Fast forward 2 years - with no intervention except a specialized tutor for reading, YoungSon has rejoined public school (totally his idea), and is thriving, socially if not academically. He is reading Spiderwick Chronicles (he read at kindergarden level when he left in 4th grade), and has friends over at the house everyday. He still doesn't talk much to adults (except me), and especially shuts down under stress. He rarely makes eye contact, and never speaks to a stranger. He requested, and I respect his wishes, for a minimal ammount of intervention of any sort. He is pulled out of class for reading help twice a week, but that is all. He knows (at 11) that his speech is not perfect, but chooses not to have speech therapy. I had to fight at the IEP to keep the speech teacher out of it. I have actively chosen not to seek any therapy at all for the autism issues. I don't know what his dx would be if he were evaluated today, but I do know his IQ would no longer test at 72. Part of his improvement is probably due to maturing and aging, but I think the lowered anxiety of no attention was the best possible intervention.

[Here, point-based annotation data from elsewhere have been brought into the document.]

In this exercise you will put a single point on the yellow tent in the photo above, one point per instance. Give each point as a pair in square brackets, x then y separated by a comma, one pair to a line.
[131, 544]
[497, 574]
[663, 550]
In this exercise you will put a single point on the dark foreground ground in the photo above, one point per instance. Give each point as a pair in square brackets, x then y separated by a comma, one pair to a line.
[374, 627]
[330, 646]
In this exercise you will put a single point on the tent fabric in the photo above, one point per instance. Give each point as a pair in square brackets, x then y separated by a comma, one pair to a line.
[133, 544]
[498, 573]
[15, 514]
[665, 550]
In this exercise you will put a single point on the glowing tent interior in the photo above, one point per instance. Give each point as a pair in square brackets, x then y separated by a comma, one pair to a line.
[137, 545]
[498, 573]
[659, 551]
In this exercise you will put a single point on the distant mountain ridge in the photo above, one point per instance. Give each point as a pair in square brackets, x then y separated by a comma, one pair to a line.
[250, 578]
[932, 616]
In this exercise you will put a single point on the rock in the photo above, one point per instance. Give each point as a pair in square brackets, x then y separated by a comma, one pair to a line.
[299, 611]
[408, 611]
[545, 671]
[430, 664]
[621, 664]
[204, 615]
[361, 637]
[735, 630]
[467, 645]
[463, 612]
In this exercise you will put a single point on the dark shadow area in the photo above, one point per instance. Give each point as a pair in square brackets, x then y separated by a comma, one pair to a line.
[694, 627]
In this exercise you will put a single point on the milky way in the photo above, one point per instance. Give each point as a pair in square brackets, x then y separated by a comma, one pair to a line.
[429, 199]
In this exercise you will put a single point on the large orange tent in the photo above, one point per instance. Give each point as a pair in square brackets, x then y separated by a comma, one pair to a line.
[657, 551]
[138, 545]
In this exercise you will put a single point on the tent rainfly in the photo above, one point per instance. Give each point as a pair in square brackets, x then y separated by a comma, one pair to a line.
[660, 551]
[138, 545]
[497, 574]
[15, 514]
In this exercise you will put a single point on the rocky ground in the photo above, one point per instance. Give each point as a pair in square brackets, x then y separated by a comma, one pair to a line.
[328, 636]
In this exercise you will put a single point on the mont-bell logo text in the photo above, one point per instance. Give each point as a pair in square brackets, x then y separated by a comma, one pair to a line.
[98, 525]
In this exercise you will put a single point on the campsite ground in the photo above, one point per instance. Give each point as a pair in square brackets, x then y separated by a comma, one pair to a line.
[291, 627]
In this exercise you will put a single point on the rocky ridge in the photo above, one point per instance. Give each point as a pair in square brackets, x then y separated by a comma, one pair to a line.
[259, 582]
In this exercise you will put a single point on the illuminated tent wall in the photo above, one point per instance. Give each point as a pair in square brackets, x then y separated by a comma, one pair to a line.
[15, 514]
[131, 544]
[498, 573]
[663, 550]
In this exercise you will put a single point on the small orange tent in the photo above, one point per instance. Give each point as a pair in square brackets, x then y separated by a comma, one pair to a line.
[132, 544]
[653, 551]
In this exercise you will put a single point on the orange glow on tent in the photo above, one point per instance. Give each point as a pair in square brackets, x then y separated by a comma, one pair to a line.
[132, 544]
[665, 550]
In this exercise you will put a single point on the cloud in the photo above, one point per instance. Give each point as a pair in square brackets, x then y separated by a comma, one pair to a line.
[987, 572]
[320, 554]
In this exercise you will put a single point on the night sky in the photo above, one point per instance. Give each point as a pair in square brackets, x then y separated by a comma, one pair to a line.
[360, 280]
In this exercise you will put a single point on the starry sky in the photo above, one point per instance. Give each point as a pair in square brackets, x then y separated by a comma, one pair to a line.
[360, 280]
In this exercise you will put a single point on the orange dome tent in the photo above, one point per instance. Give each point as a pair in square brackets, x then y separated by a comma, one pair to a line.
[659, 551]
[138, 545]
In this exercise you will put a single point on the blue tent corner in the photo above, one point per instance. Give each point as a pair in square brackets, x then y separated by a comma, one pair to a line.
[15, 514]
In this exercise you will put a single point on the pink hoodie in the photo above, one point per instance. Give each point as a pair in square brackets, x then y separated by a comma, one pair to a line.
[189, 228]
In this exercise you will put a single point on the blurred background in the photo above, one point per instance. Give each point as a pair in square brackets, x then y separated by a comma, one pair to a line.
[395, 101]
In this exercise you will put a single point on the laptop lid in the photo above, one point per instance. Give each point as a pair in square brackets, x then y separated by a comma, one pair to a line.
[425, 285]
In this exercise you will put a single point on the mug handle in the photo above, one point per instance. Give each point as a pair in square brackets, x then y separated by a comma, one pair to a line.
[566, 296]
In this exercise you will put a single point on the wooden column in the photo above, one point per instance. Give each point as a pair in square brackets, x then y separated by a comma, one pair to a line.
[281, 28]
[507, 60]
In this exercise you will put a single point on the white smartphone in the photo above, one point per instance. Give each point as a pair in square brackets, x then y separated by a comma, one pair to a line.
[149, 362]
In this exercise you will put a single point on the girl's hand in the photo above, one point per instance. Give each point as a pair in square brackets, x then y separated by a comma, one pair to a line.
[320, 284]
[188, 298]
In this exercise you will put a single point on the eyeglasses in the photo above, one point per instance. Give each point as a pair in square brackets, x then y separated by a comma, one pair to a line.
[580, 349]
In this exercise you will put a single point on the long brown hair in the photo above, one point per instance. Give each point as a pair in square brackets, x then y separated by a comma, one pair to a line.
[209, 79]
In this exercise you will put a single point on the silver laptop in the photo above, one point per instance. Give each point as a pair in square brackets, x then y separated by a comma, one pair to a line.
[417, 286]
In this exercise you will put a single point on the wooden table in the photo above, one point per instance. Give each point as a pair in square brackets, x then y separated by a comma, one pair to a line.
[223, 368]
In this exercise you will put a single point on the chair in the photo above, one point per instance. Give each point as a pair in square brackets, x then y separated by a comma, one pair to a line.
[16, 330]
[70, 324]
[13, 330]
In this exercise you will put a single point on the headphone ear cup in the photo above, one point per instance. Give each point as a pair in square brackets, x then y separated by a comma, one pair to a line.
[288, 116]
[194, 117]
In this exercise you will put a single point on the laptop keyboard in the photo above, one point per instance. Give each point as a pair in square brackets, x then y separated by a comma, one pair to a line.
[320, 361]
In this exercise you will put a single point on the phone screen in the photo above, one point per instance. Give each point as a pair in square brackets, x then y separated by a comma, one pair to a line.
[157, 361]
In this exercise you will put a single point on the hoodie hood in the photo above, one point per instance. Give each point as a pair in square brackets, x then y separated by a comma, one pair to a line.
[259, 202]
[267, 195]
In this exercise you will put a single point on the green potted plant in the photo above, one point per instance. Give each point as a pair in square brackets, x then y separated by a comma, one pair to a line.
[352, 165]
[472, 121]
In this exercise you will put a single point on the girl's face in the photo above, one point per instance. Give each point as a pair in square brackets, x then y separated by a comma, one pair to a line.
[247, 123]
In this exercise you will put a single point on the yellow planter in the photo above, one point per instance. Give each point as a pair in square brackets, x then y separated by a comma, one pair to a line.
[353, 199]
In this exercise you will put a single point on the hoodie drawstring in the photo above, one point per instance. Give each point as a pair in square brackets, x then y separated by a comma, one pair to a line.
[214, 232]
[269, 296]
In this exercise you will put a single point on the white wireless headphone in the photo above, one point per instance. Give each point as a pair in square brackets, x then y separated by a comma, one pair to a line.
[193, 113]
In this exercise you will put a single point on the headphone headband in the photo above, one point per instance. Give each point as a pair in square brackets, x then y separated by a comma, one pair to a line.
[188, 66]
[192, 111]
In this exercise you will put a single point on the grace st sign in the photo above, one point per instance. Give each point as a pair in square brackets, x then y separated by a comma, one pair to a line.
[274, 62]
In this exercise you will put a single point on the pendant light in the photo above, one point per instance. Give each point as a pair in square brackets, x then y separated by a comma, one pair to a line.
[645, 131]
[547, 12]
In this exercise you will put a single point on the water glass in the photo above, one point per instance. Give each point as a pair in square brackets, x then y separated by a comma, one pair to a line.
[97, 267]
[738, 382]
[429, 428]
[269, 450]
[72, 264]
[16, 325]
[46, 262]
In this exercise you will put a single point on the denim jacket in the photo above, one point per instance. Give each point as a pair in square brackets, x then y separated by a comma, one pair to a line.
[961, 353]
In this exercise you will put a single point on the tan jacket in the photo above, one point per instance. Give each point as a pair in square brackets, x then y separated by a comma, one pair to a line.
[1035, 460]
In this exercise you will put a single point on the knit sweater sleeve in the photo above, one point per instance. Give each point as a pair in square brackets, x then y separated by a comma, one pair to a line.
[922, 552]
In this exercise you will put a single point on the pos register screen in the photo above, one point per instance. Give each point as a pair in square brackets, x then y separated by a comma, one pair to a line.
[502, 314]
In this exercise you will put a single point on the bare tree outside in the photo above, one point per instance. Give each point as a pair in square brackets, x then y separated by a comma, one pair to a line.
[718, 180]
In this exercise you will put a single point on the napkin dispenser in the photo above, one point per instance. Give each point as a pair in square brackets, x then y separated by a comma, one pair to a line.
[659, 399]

I wish I had listened to him earlier, when he made it clear that all this therapy was downright painful. But at least we stopped in time, and this kid is happy and regained some of his self-esteem.

Rhu - mother,grandmother,daughter,sister,friend-foster,adoptive,and biological;not necessarily in that order. Some of it's magic, some of it's tragic, but I had a good life all the way (Jimmy Buffet)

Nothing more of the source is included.